I came across this passage by Charles Homer Haskins that made my heart swell with Medieval happiness

Apr 26, 2007 10:25


The Renaissance of the Twelfth Century

The title of this book will appear to many to contain a flagrant contradiction. A renaissance in the twelfth century! Do not the Middle Ages, that epoch of ignorance, stagnation, and gloom, stand in the sharpest contrast to the Italian Renaissance which followed? How could there be a renaissance in the Middle Ages, when men had no eye for the joy and beauty and knowledge of this passing world, their gaze ever fixed on the terrors of the world to come? [...]
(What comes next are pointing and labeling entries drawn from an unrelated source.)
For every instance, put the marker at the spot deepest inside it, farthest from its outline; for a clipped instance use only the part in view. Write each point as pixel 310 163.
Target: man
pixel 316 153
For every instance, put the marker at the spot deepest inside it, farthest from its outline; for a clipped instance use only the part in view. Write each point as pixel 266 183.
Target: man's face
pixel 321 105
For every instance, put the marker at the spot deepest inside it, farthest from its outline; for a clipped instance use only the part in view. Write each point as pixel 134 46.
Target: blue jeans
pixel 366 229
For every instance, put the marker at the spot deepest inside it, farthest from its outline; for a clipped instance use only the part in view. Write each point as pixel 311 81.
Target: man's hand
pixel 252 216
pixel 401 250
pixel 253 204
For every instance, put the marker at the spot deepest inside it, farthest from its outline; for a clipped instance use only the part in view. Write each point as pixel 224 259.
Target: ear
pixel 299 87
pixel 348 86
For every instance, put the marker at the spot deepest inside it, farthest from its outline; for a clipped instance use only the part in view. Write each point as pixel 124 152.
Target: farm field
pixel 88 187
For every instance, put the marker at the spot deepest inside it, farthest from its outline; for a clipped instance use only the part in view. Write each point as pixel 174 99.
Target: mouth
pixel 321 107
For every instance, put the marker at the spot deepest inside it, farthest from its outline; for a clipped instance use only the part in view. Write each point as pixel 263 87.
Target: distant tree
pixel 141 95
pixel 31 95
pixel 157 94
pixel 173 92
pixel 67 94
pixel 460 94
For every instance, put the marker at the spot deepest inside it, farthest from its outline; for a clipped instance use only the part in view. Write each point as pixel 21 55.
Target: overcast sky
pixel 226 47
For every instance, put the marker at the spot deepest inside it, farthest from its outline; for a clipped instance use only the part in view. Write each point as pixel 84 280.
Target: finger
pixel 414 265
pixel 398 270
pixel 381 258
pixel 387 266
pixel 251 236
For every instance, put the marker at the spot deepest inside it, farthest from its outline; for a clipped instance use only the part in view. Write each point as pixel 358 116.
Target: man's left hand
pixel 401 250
The answer is that the continuity of history rejects such sharp and violent contrasts between successive periods, and that modern research shows us the Middle Ages less dark and less static, the Renaissance less bright and less sudden, than was once supposed. The Middle Ages exhibit life and color and change, much eager search after knowledge and beauty, much creative accomplishment in art, in literature, in institutions. The Italian Renaissance was preceded by similar, if less wide-reaching movements; indeed it came out of the Middle Ages so gradually that historians are not agreed when it began, and some would go so far as to abolish the name, perhaps even the fact, of a renaissance in the Quattrocento.

To the most important of these earlier revivals the present volume is devoted, the Renaissance of the Twelfth Century which is often called the Medieval Renaissance. This century [...] was in many respects an age of fresh vigorous life. The epoch of the Crusades, the rise of towns, and of the earliest bureacratic states in the West, it saw the culmination of Romanesque art and the beginnings of Gothic; the emergence of the vernacular literatures; the revival of the Latin classics and of Latin poetry and Roman law; the recovery of Greek Science, with its Arabic additions, and much of Greek philosophy; and the origin of the first European universities. The twelfth century left its mark on higher education, on scholastic philosophy, on European systems of law, on architecture and sculpture, on the liturgical drama, on Latin and vernacular poetry.

Oh Charles Homer Haskins, you tell 'em!